In this day and age, people are working from home more and more often.  Some people work overtime on weeknights and weekends and some people work from home full-time and don’t go into an office at all.  There are definite pros for working at home such as taking breaks more often and eliminating a long commute, but there are cons too.  The most noticeable con is a working environment that is not ergonomically correct.
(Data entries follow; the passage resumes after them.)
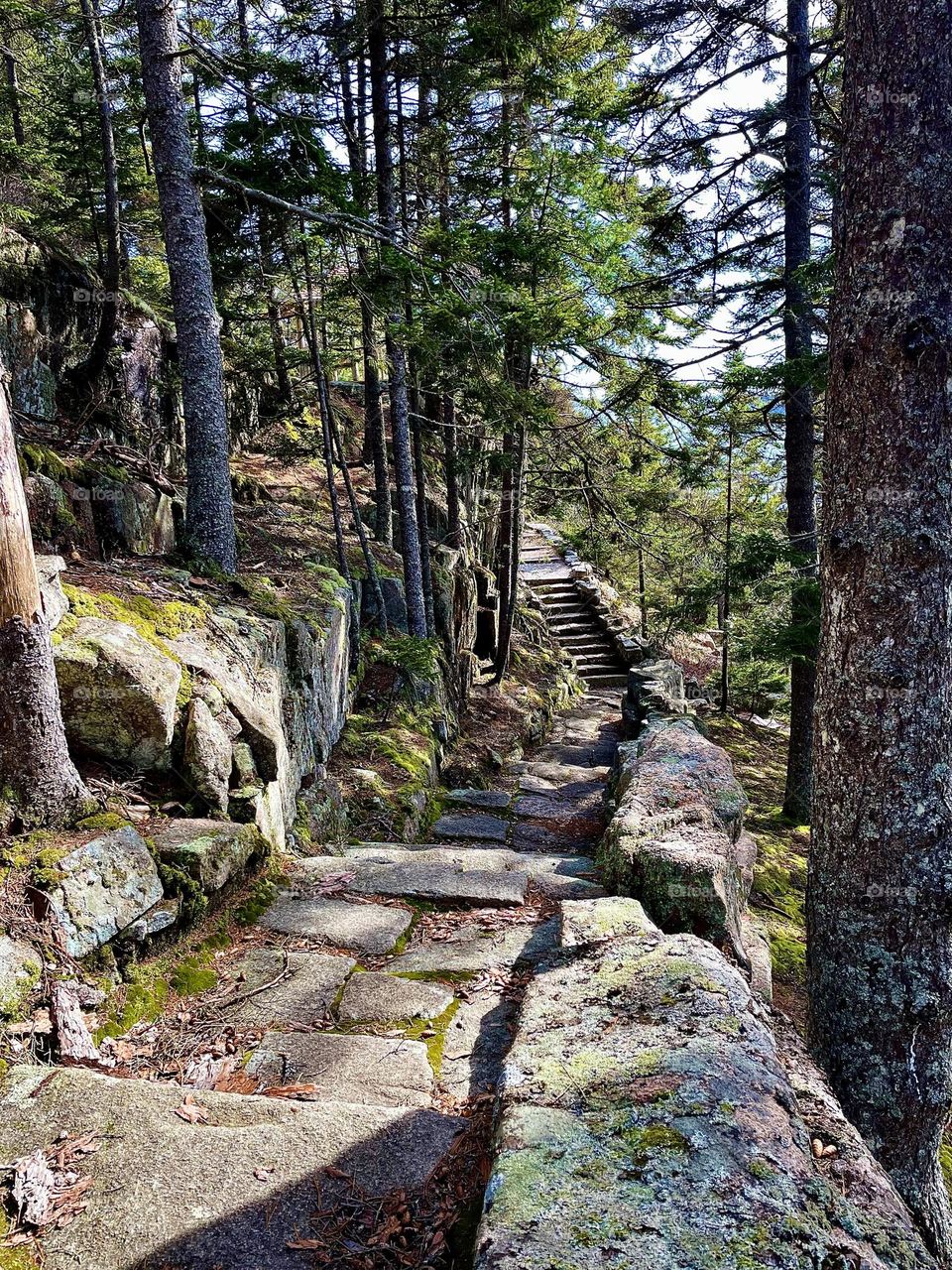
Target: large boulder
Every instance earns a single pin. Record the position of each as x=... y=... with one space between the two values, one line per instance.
x=19 y=971
x=213 y=852
x=134 y=516
x=647 y=1120
x=118 y=693
x=285 y=685
x=676 y=839
x=103 y=888
x=54 y=597
x=207 y=756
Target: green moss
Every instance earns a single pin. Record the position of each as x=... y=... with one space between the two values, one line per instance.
x=190 y=976
x=257 y=903
x=104 y=821
x=644 y=1144
x=180 y=884
x=14 y=1259
x=39 y=458
x=140 y=1000
x=433 y=1033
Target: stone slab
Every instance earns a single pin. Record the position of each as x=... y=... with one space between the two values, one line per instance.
x=416 y=876
x=647 y=1121
x=19 y=971
x=104 y=887
x=599 y=921
x=303 y=997
x=212 y=851
x=229 y=1193
x=377 y=1071
x=476 y=1043
x=471 y=825
x=377 y=997
x=371 y=929
x=468 y=952
x=497 y=799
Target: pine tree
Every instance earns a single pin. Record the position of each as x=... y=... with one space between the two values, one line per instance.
x=879 y=892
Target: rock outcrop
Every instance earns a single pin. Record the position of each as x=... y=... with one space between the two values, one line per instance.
x=103 y=888
x=118 y=693
x=649 y=1120
x=676 y=838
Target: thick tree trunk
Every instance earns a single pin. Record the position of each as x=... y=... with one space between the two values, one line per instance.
x=726 y=599
x=880 y=893
x=397 y=354
x=798 y=409
x=94 y=365
x=35 y=763
x=209 y=517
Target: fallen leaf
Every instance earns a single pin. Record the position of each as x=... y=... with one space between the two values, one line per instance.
x=190 y=1111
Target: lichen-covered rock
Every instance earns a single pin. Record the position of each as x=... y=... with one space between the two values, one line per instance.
x=647 y=1120
x=213 y=852
x=55 y=602
x=675 y=841
x=285 y=684
x=118 y=693
x=19 y=971
x=134 y=516
x=103 y=888
x=207 y=756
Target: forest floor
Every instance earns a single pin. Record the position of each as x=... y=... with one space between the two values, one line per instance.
x=779 y=874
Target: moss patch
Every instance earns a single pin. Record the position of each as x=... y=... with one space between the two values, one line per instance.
x=779 y=873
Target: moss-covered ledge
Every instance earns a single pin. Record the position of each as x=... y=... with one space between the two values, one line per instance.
x=648 y=1119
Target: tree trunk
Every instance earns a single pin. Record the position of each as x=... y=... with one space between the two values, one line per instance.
x=13 y=89
x=35 y=763
x=726 y=601
x=397 y=354
x=880 y=892
x=90 y=370
x=798 y=409
x=209 y=517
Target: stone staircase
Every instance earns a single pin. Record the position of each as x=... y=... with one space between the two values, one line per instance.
x=575 y=626
x=350 y=1052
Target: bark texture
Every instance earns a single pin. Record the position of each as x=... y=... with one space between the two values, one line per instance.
x=798 y=408
x=40 y=784
x=209 y=518
x=880 y=896
x=397 y=353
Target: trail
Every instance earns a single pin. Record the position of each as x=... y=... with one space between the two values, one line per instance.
x=375 y=1002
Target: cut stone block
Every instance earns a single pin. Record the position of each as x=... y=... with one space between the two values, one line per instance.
x=421 y=878
x=379 y=1071
x=371 y=929
x=212 y=851
x=376 y=997
x=232 y=1193
x=497 y=799
x=304 y=996
x=468 y=952
x=474 y=825
x=104 y=887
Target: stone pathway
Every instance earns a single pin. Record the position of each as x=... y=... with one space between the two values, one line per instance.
x=372 y=1010
x=574 y=624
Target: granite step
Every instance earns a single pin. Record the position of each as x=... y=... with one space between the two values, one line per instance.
x=234 y=1191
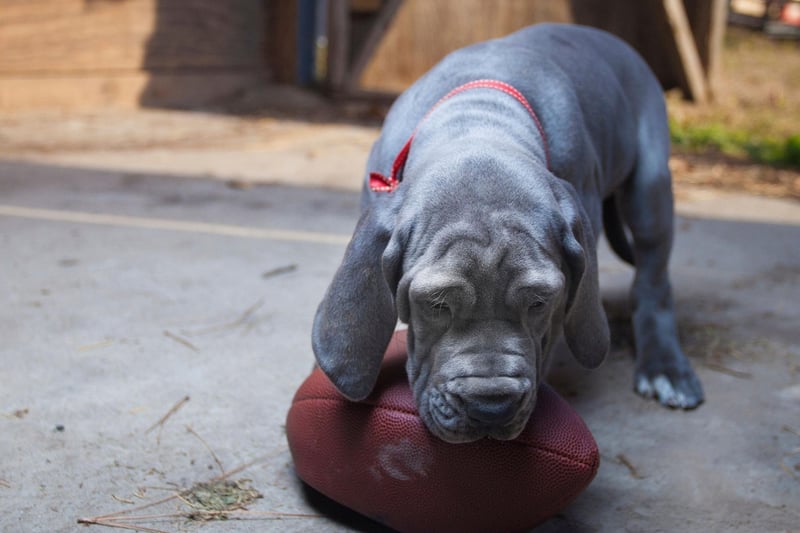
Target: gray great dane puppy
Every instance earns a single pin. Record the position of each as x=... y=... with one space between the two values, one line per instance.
x=481 y=231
Very rarely does ergonomics come to mind when putting a home workstation together – there is likely more concern about where space can be found!  For many people, there is no home workstation at all, but rather the kitchen table or the couch with their laptop.
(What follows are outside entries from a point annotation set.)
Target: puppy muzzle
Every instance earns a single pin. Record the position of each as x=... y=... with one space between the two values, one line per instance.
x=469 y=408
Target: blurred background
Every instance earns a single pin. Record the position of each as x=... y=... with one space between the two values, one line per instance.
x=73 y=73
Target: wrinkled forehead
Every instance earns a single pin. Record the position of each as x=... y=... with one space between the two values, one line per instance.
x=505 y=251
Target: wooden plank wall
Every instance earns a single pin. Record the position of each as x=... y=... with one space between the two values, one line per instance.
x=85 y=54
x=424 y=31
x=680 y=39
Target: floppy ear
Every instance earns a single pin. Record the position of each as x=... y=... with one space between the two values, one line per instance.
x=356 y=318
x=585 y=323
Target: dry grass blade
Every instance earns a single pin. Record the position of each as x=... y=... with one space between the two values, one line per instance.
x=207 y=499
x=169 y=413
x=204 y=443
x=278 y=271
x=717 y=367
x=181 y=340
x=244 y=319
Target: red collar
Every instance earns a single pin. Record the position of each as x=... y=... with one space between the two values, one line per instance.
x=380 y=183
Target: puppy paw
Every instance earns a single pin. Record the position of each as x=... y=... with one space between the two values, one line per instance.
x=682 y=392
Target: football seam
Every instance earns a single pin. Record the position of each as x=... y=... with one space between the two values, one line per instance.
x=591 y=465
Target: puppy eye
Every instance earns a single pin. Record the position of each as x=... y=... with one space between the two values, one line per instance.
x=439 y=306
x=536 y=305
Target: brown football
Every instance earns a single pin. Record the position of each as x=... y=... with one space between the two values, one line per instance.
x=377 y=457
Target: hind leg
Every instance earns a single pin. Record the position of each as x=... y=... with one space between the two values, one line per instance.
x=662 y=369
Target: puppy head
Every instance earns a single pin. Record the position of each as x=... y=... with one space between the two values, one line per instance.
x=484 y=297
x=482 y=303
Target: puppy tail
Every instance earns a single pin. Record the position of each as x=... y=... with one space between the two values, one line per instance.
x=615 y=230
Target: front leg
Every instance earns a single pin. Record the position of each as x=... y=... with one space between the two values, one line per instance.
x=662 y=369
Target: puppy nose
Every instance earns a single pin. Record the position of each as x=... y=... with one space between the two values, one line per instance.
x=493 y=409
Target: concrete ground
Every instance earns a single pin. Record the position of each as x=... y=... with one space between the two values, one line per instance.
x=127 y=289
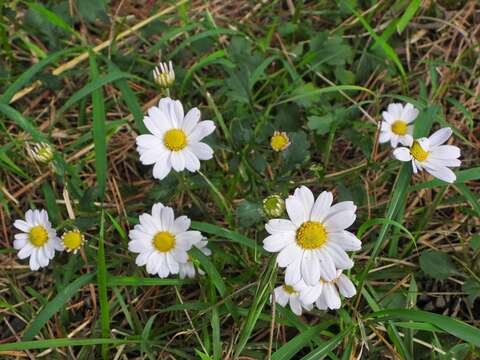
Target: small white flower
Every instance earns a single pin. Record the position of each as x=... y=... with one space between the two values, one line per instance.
x=289 y=294
x=174 y=141
x=38 y=239
x=162 y=241
x=164 y=75
x=188 y=269
x=429 y=154
x=395 y=126
x=73 y=240
x=313 y=243
x=325 y=293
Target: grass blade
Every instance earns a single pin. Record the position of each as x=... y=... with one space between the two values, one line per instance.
x=55 y=305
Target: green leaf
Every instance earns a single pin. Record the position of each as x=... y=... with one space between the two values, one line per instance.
x=54 y=343
x=472 y=288
x=56 y=304
x=437 y=264
x=227 y=234
x=448 y=324
x=292 y=347
x=99 y=136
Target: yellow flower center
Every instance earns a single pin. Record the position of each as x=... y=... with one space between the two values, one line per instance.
x=399 y=127
x=164 y=241
x=417 y=151
x=311 y=235
x=289 y=289
x=72 y=240
x=38 y=235
x=279 y=141
x=175 y=139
So how can you put your home office together without breaking the bank?  Here are a few tips:

1.  Office chair – For full-time at-home workers, I don’t think there’s any way around not getting a good office chair.  There are too many hours in the day to be sitting on a hard, non-adjustable kitchen chair.  These are the minimum chair features you will need:

  • Height adjustability – For the most comfort, your feet should rest on the floor with your knees and hips at 90 degree angles.
  • Proper seat pan depth – For those with shorter legs, you will need a small seat pan.  You don’t want the backs of your knees coming in contact with the front of the seat or you will be uncomfortable and will end up sitting at the front of your chair.  For those with longer legs, you will need a larger seat so that your legs are supported fully.  For everyone, make sure there is 1-2 inches between the front of the chair and the back of your knees.
  • Height adjustable armrests that lower below the worksurface – Most chairs don’t have armrests that lower enough to fit under your desk or keyboard tray.  Sometimes it’s better not to have armrests at all.
  • Comfort – This is not a feature as much as how the chair feels to you.  Ideally you would be able to try the chair out at home for a few days before buying.
  • Extras – For greater comfort, try to get a chair with lumbar support and a height and angle adjustable backrest.
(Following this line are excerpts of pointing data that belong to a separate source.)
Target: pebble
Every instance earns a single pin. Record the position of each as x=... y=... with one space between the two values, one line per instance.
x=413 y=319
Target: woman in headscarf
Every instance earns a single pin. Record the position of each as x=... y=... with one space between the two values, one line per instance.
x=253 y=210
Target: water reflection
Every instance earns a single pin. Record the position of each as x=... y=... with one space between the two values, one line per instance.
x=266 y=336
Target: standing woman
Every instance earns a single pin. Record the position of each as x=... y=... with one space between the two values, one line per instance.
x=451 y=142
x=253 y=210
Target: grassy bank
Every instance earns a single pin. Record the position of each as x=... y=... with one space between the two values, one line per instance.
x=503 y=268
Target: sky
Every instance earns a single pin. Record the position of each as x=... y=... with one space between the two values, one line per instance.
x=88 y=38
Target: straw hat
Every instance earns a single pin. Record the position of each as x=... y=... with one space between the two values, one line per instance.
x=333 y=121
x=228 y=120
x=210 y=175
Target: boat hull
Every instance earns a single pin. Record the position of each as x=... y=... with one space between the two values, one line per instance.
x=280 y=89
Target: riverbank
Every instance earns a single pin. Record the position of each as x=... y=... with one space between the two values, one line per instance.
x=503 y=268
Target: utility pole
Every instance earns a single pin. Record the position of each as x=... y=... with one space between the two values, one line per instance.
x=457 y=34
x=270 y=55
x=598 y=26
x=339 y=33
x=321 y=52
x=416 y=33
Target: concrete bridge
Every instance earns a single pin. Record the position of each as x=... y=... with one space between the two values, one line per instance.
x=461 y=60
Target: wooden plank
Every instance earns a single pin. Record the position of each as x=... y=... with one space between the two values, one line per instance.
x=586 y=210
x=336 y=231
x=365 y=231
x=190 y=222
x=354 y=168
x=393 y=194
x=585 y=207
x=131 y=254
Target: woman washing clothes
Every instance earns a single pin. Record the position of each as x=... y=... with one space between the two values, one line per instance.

2.  Height adjustable worksurface – To reduce strain on your neck, shoulders, and back while using your keyboard; your elbows should be at your sides at a 90 degree angle with your forearms parallel to the floor.  Standard desks will be too high for most of the population, except maybe for those who are 6’6” or taller.  A great inexpensive solution is the Galant desk from Ikea – you can raise or lower the legs to the proper height for you.  However if you are shorter or taller than most people and if more than one person is using the workstation, a better choice would be a standard desk with a height and tilt adjustable keyboard tray

3.  Computer – Use a separate monitor and keyboard rather than a laptop.  When using a laptop, you can’t separate the monitor and keyboard which leaves you with your head and neck bent down and your arms and shoulders raised up.  If you must use a laptop:  recline on your bed or on the couch with your back, neck and head supported with pillows; your legs straight and supported; and your laptop on your thighs.

4.  Monitor – Place it directly in front of you an arm’s length away and make sure the top of the monitor is level with your eyes.  If it’s not, use books to prop it up.

5.  Telephone – Use speakerphone if you can, or invest in a headset.  You should always avoid cradling your phone between your ear and your shoulder.